President Donald Trump said he will announce his nominee to the U.S. Supreme Court on Tuesday as he looks to quickly put his stamp on the court by restoring its conservative majority, even as Democrats geared up for a Senate confirmation fight.
Trump, set to fill the lingering vacancy on the nation’s highest court left by the death of conservative Justice Antonin Scalia in February 2016, said on Monday he will reveal his choice at the White House at 8 p.m. on Tuesday (0100 GMT on Wednesday), two days earlier than previously planned, reports Reuters.
Three conservative U.S. appeals court judges appointed to the bench by Republican former President George W. Bush were among those under close consideration. They are: Neil Gorsuch, a judge on the Denver-based 10th U.S. Circuit Court of Appeals; Thomas Hardiman, who serves on the Philadelphia-based 3rd U.S. Circuit Court of Appeals; and William Pryor, a judge on the Atlanta-based 11th U.S. Circuit Court of Appeals.
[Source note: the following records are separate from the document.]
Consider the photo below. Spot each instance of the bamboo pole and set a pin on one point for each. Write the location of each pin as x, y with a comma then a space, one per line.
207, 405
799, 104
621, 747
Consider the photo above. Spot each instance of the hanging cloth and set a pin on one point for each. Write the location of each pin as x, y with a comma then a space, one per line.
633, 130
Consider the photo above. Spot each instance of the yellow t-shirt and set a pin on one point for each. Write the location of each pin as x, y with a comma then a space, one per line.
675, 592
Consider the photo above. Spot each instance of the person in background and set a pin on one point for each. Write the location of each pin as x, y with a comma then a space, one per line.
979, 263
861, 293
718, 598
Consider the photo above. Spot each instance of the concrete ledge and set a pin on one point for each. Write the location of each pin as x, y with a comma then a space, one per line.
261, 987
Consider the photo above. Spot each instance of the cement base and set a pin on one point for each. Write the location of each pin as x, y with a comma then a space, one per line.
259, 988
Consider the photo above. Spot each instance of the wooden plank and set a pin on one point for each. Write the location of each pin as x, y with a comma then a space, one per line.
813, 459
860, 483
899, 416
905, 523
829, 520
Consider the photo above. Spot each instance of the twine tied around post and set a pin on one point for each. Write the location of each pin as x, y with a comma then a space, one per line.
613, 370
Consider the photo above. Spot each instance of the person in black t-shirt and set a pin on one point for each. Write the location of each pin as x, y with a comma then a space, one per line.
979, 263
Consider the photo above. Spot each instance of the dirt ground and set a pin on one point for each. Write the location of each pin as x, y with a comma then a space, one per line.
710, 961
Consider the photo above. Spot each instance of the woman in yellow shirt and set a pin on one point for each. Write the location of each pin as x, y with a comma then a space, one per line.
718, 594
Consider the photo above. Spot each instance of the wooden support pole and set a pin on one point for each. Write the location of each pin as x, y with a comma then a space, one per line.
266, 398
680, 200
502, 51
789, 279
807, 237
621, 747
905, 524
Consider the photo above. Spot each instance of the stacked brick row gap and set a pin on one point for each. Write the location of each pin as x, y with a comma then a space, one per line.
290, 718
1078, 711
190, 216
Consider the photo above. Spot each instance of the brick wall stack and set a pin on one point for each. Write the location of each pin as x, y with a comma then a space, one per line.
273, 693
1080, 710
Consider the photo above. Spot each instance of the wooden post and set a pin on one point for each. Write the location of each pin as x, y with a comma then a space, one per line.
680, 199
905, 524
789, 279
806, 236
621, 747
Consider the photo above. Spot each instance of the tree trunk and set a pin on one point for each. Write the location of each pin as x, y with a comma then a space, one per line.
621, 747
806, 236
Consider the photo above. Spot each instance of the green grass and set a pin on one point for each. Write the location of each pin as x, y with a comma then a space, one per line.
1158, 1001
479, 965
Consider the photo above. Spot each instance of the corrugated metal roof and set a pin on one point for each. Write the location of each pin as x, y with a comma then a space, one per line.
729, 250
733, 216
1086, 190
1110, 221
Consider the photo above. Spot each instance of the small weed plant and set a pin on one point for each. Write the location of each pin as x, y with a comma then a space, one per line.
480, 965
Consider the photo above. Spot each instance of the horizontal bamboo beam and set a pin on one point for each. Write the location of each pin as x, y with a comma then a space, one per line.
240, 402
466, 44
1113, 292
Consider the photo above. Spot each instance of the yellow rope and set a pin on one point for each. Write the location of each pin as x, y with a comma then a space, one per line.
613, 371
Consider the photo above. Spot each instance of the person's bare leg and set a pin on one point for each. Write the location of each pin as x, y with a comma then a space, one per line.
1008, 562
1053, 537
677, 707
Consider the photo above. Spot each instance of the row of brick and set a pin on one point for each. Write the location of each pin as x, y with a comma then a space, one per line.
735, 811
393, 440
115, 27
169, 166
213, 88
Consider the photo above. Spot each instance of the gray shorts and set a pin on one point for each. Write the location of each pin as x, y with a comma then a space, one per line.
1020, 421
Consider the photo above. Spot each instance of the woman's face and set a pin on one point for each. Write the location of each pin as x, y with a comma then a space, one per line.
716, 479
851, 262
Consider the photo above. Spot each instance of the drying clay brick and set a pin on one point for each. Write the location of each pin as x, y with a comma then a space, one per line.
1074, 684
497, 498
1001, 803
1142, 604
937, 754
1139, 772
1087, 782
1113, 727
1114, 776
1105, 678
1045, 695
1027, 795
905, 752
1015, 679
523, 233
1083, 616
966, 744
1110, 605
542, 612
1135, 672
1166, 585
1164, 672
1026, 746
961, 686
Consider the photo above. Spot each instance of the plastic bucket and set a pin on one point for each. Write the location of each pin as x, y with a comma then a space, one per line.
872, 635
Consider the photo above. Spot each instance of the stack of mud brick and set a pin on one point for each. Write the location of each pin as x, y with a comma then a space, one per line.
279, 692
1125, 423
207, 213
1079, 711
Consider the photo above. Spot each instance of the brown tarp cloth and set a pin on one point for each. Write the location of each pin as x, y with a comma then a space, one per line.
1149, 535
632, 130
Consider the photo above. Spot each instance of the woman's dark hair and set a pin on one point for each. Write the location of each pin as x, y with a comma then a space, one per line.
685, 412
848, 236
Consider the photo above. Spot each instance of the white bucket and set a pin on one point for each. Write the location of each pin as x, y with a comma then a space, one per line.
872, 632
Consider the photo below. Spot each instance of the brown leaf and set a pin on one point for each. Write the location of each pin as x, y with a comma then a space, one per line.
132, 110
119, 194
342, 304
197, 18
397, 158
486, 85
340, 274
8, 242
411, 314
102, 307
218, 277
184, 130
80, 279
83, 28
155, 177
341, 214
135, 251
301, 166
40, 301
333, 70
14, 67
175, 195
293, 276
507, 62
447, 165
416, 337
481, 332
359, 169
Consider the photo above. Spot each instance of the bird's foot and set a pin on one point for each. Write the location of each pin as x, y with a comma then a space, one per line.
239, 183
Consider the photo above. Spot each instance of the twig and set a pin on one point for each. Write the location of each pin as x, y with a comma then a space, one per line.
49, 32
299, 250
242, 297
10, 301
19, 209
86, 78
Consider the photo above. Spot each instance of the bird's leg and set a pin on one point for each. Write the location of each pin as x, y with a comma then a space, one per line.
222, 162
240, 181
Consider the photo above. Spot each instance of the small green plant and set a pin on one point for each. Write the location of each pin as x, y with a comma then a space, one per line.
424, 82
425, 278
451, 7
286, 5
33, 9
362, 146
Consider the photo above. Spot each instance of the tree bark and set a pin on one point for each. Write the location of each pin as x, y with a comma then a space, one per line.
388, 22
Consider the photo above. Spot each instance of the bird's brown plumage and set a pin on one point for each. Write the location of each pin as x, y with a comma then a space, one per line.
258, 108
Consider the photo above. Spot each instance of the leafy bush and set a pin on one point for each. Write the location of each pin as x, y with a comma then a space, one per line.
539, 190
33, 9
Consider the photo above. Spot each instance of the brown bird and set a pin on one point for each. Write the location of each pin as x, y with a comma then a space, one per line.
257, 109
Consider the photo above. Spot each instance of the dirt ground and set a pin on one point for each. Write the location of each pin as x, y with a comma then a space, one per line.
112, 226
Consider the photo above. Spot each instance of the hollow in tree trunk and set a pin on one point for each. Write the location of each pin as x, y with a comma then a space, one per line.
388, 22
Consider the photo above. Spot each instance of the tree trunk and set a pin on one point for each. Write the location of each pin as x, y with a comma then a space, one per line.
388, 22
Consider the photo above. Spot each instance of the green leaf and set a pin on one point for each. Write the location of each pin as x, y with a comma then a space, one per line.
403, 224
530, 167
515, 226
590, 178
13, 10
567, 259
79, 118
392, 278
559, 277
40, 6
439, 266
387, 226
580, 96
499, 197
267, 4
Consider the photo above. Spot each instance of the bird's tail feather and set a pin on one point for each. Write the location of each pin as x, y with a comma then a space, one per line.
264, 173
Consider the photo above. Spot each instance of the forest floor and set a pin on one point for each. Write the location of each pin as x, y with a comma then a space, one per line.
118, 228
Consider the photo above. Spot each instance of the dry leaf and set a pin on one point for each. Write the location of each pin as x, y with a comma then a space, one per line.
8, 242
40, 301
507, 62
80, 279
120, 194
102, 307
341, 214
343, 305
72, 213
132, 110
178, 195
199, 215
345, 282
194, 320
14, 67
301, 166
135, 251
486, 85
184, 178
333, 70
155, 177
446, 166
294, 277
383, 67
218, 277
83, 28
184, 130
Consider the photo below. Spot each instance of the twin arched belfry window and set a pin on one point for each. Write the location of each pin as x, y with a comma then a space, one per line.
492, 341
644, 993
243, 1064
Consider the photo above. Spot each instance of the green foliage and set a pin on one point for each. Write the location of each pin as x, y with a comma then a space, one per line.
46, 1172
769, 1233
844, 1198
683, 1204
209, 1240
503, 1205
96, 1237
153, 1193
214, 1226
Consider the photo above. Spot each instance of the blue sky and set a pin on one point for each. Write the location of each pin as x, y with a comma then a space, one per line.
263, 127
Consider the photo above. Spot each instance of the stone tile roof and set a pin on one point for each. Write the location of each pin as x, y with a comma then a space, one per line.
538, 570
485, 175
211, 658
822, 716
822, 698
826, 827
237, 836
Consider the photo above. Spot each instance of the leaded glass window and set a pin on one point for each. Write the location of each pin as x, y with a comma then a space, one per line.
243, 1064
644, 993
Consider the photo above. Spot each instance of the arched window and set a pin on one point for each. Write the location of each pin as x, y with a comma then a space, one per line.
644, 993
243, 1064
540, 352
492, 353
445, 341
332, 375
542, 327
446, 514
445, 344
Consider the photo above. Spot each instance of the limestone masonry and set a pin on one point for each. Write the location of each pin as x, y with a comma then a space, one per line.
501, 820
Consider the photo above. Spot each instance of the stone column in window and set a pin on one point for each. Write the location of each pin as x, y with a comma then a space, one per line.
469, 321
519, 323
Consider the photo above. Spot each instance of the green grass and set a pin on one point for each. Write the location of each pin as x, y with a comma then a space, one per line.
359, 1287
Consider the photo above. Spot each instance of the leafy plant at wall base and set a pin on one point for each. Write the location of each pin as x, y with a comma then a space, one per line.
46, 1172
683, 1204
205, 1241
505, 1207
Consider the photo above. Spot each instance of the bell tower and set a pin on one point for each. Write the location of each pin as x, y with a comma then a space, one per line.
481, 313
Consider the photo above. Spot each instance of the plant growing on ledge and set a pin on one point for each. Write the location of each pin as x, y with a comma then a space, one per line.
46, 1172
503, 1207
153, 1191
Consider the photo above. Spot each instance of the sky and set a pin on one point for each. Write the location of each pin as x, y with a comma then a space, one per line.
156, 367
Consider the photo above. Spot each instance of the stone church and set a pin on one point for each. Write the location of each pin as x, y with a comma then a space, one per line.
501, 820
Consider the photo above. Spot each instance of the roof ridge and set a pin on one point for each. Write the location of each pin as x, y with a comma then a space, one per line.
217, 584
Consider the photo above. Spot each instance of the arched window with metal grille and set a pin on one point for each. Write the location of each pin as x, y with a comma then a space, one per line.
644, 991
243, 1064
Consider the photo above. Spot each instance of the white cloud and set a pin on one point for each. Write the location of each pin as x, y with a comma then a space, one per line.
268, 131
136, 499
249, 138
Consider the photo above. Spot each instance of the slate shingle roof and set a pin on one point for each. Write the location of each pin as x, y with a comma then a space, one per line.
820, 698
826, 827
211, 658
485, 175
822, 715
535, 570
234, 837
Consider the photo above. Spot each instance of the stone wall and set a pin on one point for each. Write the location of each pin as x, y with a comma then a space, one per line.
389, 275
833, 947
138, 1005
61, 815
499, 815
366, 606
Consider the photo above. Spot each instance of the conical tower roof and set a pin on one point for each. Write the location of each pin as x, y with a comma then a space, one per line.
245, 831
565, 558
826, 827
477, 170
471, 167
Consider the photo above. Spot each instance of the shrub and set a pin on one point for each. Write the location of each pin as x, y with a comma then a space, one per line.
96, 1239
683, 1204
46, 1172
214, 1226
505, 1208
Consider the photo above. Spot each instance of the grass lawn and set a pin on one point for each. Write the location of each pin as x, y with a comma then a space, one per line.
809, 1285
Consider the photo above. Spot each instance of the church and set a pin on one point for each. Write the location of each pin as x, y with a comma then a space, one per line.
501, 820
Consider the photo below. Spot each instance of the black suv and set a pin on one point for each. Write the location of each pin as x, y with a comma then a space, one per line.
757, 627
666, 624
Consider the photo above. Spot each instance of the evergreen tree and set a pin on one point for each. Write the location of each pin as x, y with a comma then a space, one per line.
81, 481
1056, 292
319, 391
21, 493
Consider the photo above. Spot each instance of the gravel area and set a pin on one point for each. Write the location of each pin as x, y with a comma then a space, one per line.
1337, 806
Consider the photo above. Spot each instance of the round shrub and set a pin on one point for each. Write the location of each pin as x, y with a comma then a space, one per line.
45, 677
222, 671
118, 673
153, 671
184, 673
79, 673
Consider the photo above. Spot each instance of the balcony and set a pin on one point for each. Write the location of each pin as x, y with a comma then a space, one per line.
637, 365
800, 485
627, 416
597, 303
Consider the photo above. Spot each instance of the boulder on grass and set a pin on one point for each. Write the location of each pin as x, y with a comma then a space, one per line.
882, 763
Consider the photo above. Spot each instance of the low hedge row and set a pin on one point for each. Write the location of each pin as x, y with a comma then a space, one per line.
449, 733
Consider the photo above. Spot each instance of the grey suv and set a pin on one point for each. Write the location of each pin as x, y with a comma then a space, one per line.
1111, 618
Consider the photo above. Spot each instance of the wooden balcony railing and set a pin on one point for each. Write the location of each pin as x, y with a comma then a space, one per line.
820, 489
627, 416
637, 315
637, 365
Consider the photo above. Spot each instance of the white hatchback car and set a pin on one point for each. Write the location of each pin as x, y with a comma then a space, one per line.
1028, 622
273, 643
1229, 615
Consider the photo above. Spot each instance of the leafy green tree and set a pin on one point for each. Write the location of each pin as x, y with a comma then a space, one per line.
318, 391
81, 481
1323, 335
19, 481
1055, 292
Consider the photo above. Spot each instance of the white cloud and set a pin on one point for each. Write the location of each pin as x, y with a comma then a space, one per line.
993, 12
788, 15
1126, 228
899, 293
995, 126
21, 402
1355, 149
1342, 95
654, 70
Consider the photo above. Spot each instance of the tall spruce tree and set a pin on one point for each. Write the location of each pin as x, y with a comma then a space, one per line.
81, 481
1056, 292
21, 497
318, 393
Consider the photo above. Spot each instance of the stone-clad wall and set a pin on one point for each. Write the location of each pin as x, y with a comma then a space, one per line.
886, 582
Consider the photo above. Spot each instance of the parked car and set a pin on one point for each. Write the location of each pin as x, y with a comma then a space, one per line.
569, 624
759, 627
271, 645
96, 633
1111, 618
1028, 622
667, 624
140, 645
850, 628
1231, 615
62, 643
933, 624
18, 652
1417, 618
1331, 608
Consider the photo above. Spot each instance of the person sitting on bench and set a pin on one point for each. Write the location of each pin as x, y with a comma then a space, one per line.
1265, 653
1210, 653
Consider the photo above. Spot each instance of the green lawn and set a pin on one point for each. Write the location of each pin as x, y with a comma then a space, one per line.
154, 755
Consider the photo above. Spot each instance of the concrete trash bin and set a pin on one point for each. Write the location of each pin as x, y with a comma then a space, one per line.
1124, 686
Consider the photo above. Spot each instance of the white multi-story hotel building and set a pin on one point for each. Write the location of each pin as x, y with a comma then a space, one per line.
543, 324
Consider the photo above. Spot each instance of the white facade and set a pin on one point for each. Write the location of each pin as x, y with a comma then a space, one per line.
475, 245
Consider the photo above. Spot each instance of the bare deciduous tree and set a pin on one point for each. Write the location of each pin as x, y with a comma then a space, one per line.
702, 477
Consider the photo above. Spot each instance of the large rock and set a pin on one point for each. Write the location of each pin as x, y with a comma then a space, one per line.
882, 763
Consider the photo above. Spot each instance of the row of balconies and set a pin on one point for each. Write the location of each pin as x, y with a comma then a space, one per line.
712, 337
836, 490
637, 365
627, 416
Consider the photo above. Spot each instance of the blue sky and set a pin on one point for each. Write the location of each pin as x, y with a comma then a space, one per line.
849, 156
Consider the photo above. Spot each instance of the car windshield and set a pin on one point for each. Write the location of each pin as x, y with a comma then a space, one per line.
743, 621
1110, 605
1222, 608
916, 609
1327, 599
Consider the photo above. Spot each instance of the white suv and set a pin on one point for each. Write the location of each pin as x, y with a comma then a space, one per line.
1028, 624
Since Scalia’s death, the Supreme Court has been ideologically split with four conservatives and four liberals. Another conservative justice could be pivotal in cases involving abortion, gun, religious and transgender rights, the death penalty and other contentious matters.
Trump’s appointee to the lifetime post could face stiff opposition from Democrats in the Republican-led U.S. Senate, which must confirm nominees to the high court. Some liberal groups have urged Democrats to do everything possible to block Trump’s nominee.
Democrats remain furious over Majority Leader Mitch McConnell’s refusal last year to allow the Senate to consider Democratic President Barack Obama’s nomination of appeals court Judge Merrick Garland for the vacant seat, an action with little precedent in U.S. history.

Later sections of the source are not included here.